Microsoft launches ad-free Bing search for schools

Microsoft's ad-free pilot also takes aim at Google

Microsoft has launched an ad-free, no cost version of its Bing search engine that can be used in public and private schools across the U.S.

Activating ad-free search also activates an automatic filter that blocks adult content and enhances privacy protections, said Microsoft in a news release on Wednesday. The service is meant for primary and secondary (K-12) schools with students aged from 5 to 18.

Several schools with more than 800,000 students have already signed up for the pilot program including the Los Angeles Unified School District, Atlanta Public Schools, the Fresno, California, Unified School District and Detroit Country Day School, Microsoft said. Other interested schools can sign up for the pilot, although space is limited, it said.

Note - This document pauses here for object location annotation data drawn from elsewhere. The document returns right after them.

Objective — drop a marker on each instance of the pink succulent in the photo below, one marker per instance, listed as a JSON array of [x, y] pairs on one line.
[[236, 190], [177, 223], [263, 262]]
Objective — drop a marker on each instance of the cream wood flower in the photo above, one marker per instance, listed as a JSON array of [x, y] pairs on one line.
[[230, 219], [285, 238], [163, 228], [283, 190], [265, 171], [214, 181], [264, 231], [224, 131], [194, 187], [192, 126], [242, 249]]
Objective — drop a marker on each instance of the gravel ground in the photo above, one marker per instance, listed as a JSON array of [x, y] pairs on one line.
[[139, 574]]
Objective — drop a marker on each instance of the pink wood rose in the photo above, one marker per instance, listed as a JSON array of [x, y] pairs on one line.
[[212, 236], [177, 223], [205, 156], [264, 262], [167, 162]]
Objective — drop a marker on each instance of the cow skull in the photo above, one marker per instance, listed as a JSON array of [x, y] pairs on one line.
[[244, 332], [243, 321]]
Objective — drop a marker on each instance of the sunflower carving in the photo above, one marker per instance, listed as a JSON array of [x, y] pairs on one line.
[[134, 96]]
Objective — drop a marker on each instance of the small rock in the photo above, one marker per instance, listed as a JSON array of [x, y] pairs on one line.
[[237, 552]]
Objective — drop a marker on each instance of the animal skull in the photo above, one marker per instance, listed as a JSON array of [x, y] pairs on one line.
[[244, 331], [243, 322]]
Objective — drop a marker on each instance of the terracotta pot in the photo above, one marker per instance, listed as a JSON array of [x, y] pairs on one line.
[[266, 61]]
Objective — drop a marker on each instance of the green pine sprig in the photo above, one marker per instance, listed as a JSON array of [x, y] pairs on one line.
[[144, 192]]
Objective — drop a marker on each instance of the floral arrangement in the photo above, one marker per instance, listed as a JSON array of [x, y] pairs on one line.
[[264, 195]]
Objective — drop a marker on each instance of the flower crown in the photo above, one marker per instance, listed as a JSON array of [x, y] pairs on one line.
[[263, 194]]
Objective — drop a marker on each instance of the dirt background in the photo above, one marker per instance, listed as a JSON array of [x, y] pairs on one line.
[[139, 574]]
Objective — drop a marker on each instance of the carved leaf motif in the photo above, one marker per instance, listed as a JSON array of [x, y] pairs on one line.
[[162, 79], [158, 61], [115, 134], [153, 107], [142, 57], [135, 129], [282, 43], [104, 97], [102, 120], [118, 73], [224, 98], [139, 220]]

Microsoft took the opportunity to lash out at its biggest competitor. "When students use Google for searches in school, they are shown ads that can distract from their studies," it said on the Bing for Schools site that is part of Microsoft's "Scroogled" campaign which targets Google's search practices.

A Google spokesman declined to comment on Microsoft's project.

As part of the pilot, people can also earn credits for their favorite schools through the Bing Rewards program by searching the Web from a desktop or mobile device using Bing, Microsoft said. When 30,000 credits are saved the school will receive a Microsoft Surface RT tablet. It will award about 60 tablets monthly.

Bing for Schools also offers three learning activities every school day targeted at children in different age groups between kindergarten and 12th grade, Microsoft said. The activities use the Bing homepage image of the day to pose a question that can be solved using search tools.